Anthony Kohlmann, S.J. (13 July 1771 – 11 April 1836), was an Alsatian Jesuit priest. He is known for his part in the establishment of confessional privilege in United States law. He spent nearly a quarter of a century in that nation as an educator.
Kohlmann was born at Kaysersberg, then in the ancient province of Alsace, in the Kingdom of France. He had joined the Capuchins but was compelled by the troubles of the French Revolution to go to Switzerland, where at the seminary of Fribourg he completed his theological studies and was ordained a priest in 1796. Soon after he joined the Congregation of the Fathers of the Sacred Heart, founded by Tourneley and de Broglia in Vienna. With them he spent some time in Austria, where he distinguished himself by his tireless efforts during a plague at Hagenbrunn. He then served as a military chaplain at a hospital in Pavia. In 1801 he was sent from Italy to Dillingen in Bavaria, as director of a seminary, then to Berlin, and next to Amsterdam, to direct a college established by the Fathers of the Faith of Jesus, with whom the Congregation of the Sacred Heart had united (11 April 1799).

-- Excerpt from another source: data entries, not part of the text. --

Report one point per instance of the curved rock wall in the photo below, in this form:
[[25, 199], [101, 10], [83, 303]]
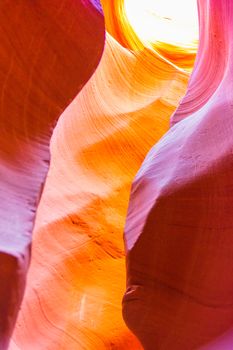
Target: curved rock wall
[[178, 233]]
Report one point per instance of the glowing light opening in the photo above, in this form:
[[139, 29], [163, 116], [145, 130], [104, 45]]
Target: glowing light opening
[[170, 21]]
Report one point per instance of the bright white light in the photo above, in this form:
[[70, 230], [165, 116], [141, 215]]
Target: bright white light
[[170, 21]]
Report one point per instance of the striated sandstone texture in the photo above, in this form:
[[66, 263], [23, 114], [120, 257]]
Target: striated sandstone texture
[[48, 52], [77, 274], [178, 232]]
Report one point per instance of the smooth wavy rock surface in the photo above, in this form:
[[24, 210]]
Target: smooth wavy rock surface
[[77, 274], [178, 233], [48, 52]]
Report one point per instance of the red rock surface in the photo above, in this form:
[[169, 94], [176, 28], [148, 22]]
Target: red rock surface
[[178, 233], [49, 50]]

The Jesuits in Russia, still functioned as a religious community after the suppression of the Society of Jesus in Catholic Europe, and were recognized in 1801 by Pope Pius VII. Kohlmann applied for admission to the Society, and while waiting for a response spent time at Kensington College in London. He went to Russia and entered the Jesuit novitiate on 21 June 1803. In response to a call for additional workers in the United States, he was sent to Georgetown, D.C., arriving in Baltimore on November 4, 1806. Here he was made assistant to the Master of novices, and would undertake preaching tours to German-speaking congregations in Pennsylvania and Maryland. His missionary travels to the largely German Catholic community took him to Alexandria, Philadelphia, Lancaster, Colman's Furnace, and Baltimore.